As polícias no Brasil matam cinco pessoas ao dia; as polícias do Rio de Janeiro e de São Paulo, em 2011, mataram 42% a mais que todos os países com pena de morte do mundo.

Mas no Brasil ainda estamos recepcionando essa guerra internamente, né, e a letalidade que essa guerra produz aqui é altíssima. Temos uma política de derramamento de sangue a conta gotas. As polícias no Brasil matam cinco pessoas ao dia; as polícias do Rio de Janeiro e de São Paulo, em 2011, mataram 42% a mais que todos os países com pena de morte do mundo. Foram 642 execuções em 2011, e só as polícias do Rio e São Paulo mataram mais de 900 pessoas.

O que significa que essa política proibicionista fomenta esse tipo de ação militar no Brasil, de extermínio de uma categoria, que é a do traficante. Agora, quem é o traficante? A construção que se faz é que é o varejista das drogas; não é quem está num helicóptero transportando 500 quilos de cocaína, não é quem tá fazendo a lavagem desse dinheiro. Porque a quarta maior economia do mundo, de acordo com o FMI (Fundo Monetário Internacional), é a economia das drogas ilícitas. E esse dinheiro não tá nas favelas, nos guetos, esse dinheiro tá no sistema econômico.

Quem é o traficante? A construção que se faz é que é o varejista das drogas; não é quem está num helicóptero transportando 500 quilos de cocaína, não é quem tá fazendo a lavagem desse dinheiro.

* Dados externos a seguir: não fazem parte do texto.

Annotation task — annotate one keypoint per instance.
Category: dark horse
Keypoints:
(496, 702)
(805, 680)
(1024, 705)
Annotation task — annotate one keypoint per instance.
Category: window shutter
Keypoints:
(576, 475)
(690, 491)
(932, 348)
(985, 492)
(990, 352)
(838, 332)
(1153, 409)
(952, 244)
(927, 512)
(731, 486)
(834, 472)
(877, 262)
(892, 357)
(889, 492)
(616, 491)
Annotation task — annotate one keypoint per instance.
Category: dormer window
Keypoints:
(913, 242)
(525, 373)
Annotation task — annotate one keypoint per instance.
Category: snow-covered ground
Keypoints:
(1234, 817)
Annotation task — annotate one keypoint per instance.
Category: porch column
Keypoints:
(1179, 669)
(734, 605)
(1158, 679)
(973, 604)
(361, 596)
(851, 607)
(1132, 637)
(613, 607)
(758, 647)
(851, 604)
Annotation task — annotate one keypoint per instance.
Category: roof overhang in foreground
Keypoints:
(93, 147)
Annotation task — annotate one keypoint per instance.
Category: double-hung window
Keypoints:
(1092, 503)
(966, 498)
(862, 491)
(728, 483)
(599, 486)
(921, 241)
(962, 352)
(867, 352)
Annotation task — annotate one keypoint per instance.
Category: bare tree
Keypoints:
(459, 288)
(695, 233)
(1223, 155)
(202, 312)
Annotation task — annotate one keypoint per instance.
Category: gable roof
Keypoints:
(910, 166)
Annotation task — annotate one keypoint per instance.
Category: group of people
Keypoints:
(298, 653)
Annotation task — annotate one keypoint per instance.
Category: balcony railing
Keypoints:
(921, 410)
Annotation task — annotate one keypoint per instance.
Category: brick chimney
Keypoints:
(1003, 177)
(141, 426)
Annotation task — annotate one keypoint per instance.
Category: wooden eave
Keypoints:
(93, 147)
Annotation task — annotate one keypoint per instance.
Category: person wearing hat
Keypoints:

Recentemente, o Senado dos Estados Unidos fez uma investigação de lavagem de dinheiro do banco HSBC em relação ao tráfico vindo do México. Foram lavados trilhões de dólares e o resultado de tudo – onde se constatou a operação de lavagem de dinheiro do banco HSBC – foi uma pequena multa pro banco de alguns milhões de dólares e nenhum executivo foi criminalizado porque a criminalização do proibicionismo recai exatamente em cima daquelas categorias que tão ali nos guetos, nas favelas, que são os varejistas, que eu chamo no meu livro de “acionistas do nada”. Então, a revisão dessa política é necessária, é urgente!